24 julio 2015

El temple deslumbrante de Daniel Sada (II)

Violetta Estefanía Ruiz me metió a fortiori, en dos bretes: por un lado, además leer esa catedral de palabras, o desierto barroco como definió Roberto Bolaño a las novelas de Daniel Sada, ahora tenía que reseñar su obra de no-ficción, escrita casi a contrapelo de su narrativa. Por otro lado, Violetta me pidió presentar una antología donde Sada apunta y dispara hacia diferentes y disímbolas presas: lo mismo un prólogo a Salvador Elizondo, que los artificios de la vida académica, que un artículo sobre la demolición del estadio de beisbol del Seguro Social, que una disquisición sobre la formas retóricas, que Wittgenstein y el lenguaje ordinario, que las limitantes de la crónica urbana, que un prólogo a El Llano en Llamas o que la falta de renovación del cuento, genero encerrado en sus propios cánones, cuya preceptiva sigue siendo rígida.

Menudo compromiso para el presentador que no obstante intuye que la sucesión de los 25 textos, publicados en los años 90, no es fortuita ni caótica sino que tienen su orden interno y su ilación secreta, como ha dejado entrever Héctor Iván González. ¿En qué consiste ese orden? No lo diré: el lector habrá de descubrirlo por sí mismo. El temple deslumbrante es una caja de sorpresas, o más bien: un crucigrama ontológico por resolver. O mejor: es parte de la ambición de un autor que rompe a conciencia con el paradigma lingüístico, los tropos y todos los géneros de la escritura, sin excepción. A Sada no se le lee, se le escala como un Everest.

Iconoclasta, a la vez que introspectivo (Sada quedó ciego durante la última etapa de su vida y memorizaba las frases de sus narraciones o pedía ampliar el tipo de letra de su computadora hasta descifrar a medias sus párrafos) el autor cubrió como topógrafo incansable su paisaje interior y lo midió palmo a palmo, cada vez desde ángulos distintos: sus novelas delatan un punto de vista diferente entre sí; cada obra es una perspectiva. A la vez, es la pretensión utópica de reforestar el desierto. A su manera, Sada consiguió la meta. Murió relativamente joven y su obra pudo haberse enriquecido con más novelas, pero su territorio novelístico estaba plenamente colonizado.

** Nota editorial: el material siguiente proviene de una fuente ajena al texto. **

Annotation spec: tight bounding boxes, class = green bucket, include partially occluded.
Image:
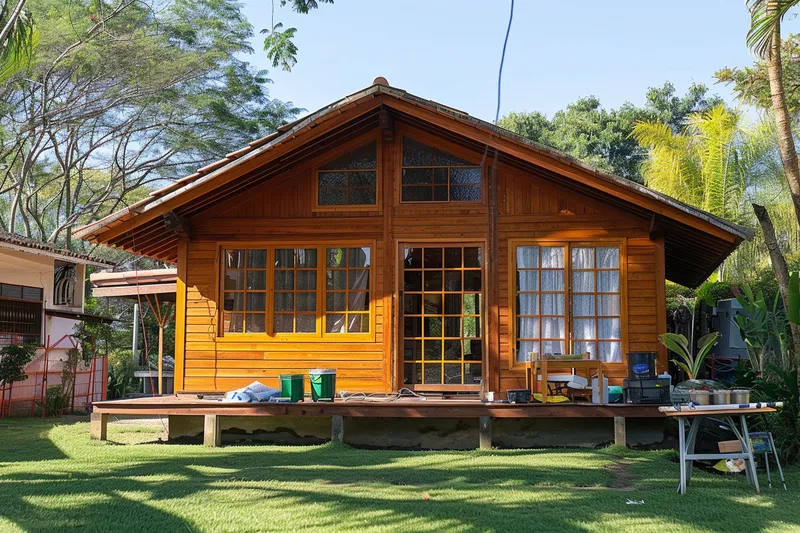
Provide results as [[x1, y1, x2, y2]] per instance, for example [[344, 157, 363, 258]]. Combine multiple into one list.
[[279, 374, 305, 402], [308, 368, 336, 402]]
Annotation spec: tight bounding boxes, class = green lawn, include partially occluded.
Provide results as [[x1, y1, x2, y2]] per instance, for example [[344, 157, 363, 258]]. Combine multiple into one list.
[[0, 420, 800, 533]]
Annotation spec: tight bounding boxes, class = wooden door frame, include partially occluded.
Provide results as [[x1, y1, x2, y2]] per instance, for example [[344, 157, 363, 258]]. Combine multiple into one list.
[[392, 237, 488, 393]]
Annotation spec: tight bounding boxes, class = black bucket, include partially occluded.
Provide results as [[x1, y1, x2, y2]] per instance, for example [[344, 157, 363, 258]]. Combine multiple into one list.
[[628, 352, 658, 380], [507, 389, 531, 403]]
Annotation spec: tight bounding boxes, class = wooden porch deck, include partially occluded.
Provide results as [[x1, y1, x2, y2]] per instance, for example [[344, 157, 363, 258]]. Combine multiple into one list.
[[93, 396, 664, 418], [90, 396, 664, 449]]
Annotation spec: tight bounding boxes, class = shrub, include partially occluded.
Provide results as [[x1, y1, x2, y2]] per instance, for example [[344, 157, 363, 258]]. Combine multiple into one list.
[[0, 344, 36, 385], [36, 385, 69, 416]]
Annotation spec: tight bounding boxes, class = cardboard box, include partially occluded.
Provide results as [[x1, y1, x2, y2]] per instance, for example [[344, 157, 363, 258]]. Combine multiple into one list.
[[719, 440, 742, 453]]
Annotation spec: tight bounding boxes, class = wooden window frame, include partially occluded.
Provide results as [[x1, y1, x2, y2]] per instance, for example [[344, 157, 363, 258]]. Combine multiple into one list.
[[394, 126, 490, 208], [508, 239, 628, 370], [569, 243, 625, 364], [219, 246, 272, 335], [311, 130, 383, 213], [215, 239, 377, 343], [0, 283, 45, 347], [395, 239, 489, 392]]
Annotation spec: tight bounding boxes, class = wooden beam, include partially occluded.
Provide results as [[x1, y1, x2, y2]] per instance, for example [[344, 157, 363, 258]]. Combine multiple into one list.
[[385, 98, 736, 242], [89, 96, 384, 243], [174, 240, 189, 392], [162, 211, 192, 239]]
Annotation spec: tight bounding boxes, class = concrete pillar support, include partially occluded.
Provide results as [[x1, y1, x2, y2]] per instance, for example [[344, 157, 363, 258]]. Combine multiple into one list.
[[331, 415, 344, 444], [89, 413, 108, 440], [614, 416, 628, 446], [203, 415, 222, 448], [479, 416, 492, 450]]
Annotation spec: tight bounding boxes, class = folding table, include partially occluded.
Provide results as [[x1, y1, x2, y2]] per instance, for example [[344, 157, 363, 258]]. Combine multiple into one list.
[[664, 407, 775, 494]]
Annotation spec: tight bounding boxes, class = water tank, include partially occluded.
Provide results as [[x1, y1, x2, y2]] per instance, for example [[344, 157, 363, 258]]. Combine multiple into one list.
[[714, 298, 747, 359]]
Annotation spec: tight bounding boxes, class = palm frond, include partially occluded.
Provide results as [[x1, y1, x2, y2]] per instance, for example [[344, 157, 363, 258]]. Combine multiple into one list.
[[746, 0, 800, 58]]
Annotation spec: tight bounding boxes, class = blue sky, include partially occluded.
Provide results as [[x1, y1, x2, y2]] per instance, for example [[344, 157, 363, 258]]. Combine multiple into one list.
[[239, 0, 800, 120]]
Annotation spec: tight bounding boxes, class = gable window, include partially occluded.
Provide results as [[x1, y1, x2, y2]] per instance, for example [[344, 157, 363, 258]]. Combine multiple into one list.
[[221, 243, 373, 340], [513, 243, 622, 363], [401, 137, 481, 202], [317, 141, 378, 206]]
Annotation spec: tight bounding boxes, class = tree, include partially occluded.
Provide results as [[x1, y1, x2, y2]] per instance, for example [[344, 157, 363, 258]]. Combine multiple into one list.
[[261, 0, 333, 72], [633, 105, 746, 218], [0, 0, 298, 246], [0, 0, 34, 69], [736, 0, 800, 231], [499, 82, 721, 183]]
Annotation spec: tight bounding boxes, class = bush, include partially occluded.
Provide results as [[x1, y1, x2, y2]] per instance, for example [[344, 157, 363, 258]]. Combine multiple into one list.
[[0, 344, 36, 385], [36, 385, 69, 416]]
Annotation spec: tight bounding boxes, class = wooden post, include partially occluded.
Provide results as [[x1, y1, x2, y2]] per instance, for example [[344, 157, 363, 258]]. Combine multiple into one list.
[[203, 415, 222, 448], [89, 412, 108, 440], [331, 415, 344, 444], [478, 416, 492, 450], [614, 416, 628, 446]]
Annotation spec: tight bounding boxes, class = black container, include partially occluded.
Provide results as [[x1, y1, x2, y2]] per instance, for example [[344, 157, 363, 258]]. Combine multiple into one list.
[[628, 352, 658, 380], [507, 389, 531, 403], [623, 378, 671, 405]]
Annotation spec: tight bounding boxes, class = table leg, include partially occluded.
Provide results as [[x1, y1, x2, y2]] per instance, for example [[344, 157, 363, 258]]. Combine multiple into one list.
[[678, 416, 686, 494], [600, 363, 606, 405], [740, 415, 761, 494], [722, 416, 753, 485], [686, 417, 700, 488], [764, 453, 772, 489], [540, 359, 548, 405]]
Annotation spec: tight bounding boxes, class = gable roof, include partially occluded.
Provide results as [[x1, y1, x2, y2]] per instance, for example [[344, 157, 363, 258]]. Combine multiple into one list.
[[0, 231, 113, 268], [73, 79, 753, 286]]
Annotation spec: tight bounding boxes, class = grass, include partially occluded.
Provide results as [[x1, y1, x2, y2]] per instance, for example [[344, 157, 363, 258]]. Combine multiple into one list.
[[0, 420, 800, 533]]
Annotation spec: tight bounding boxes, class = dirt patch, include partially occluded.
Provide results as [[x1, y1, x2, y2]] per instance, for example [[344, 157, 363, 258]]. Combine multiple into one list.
[[573, 457, 634, 492]]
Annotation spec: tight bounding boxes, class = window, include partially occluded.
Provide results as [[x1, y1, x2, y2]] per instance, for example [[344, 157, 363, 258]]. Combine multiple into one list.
[[516, 246, 567, 361], [401, 137, 481, 202], [514, 244, 622, 363], [571, 246, 622, 363], [222, 245, 372, 338], [402, 245, 483, 385], [272, 248, 317, 333], [325, 248, 370, 333], [317, 141, 378, 206], [222, 248, 267, 333], [53, 261, 79, 307], [0, 283, 44, 346]]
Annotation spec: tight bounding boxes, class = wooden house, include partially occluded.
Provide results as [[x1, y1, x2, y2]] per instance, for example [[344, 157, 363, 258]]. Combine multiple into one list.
[[75, 78, 751, 397]]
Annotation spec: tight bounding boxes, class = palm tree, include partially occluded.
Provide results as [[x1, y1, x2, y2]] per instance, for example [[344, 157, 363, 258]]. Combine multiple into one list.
[[747, 0, 800, 227], [0, 0, 34, 68], [633, 105, 747, 219]]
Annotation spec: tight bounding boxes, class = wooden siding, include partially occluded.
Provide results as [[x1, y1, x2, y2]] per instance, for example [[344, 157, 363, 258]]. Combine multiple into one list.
[[176, 124, 666, 397]]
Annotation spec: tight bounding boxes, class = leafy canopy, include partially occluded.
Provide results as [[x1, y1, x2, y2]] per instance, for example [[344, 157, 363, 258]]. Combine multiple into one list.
[[499, 82, 721, 183]]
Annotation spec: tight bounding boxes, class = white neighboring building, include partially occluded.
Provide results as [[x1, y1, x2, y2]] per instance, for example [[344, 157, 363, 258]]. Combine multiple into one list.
[[0, 231, 111, 417], [0, 232, 111, 346]]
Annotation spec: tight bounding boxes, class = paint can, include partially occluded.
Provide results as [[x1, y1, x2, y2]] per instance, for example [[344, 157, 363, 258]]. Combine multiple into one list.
[[689, 390, 711, 405], [711, 390, 731, 405], [731, 389, 750, 404]]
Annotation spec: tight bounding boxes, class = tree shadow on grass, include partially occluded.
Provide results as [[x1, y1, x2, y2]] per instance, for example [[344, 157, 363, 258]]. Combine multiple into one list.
[[0, 422, 800, 533]]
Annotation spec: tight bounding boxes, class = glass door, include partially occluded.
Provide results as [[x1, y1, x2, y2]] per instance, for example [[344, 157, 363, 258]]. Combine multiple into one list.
[[400, 244, 484, 389]]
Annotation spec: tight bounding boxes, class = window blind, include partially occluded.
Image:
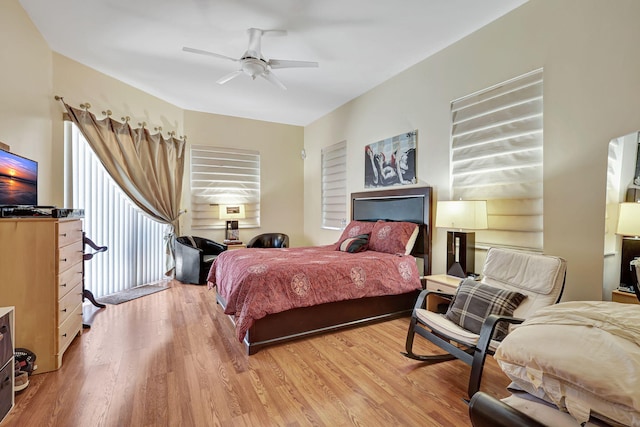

No digo que se hubiera repetido; habría persistido.

Por fortuna, los dos prólogos, uno de Héctor Iván González y otro de Adriana Jiménez (la viuda del escritor) arman este rompecabezas inefable, juntando los materiales y formando el complemento del paisaje interior de Sada, añadiendo su faceta como ensayista: su vitalismo vitalicio, la métrica en su prosa, el ritmo de su fraseo a veces corto y tajante, otras veces largo y sinuoso “como terminando en cola de pescado” diría Josep Pla (otro payés que amaba su masía), el nuevo lenguaje casi auditivo que imbrica modismos con arcaísmos, la agudeza como lector de lo real y del corpus literario, y sobre todo “el depurado punto de vista” como principio rector de cualquier narración y análisis de personajes que Sada traspone sin alteración forzada, al ensayo y al artículo de prensa; este punto de vista fue la lente con la que Sada leyó a sus autores afines y generó simultáneamente a sus propios precursores, como decía Borges hablando de Kafka.


Por eso comparto la opinión de Héctor Iván de que la espina dorsal de esta antología es la revelación de Sada como lector riguroso, que no toleraba los “maquinazos”, que odiaba violar sus ocho reglas plasmadas en su artículo Así escribo (le faltaron dos para iluminar con un decálogo heterodoxo el camino de cualquier escritor actual). Así entiendo el título del libro: el temple deslumbrante de un gran escritor, que fue, al mismo tiempo, el filibustero de “una veta más subrepticia” como el propio Sada apunta en uno de sus artículos: “acaso la verdadera: el gusto del lector y sus pruritos”. 

Sin embargo creo que en sus textos de no ficción, reseñas y artículos, el humor sardónico, burlón, desaforado, no se refleja con la misma intensidad como lo delatan sus novelas fundamentales (si acaso hay sarcasmo regocijante en La dignidad del futbol ratonero, entre algunos otros) quizá porque el autor descreía del periodismo y de cualquier distracción (así fuera con las mismas armas de la escritura), para la ejecución de sus creaciones mayores. Huelga aclarar que muchos de sus ensayos son trasuntos inmediatos, en clave, de sus creaciones literarias; apéndice admirable pero secundario de su cuerpo literario.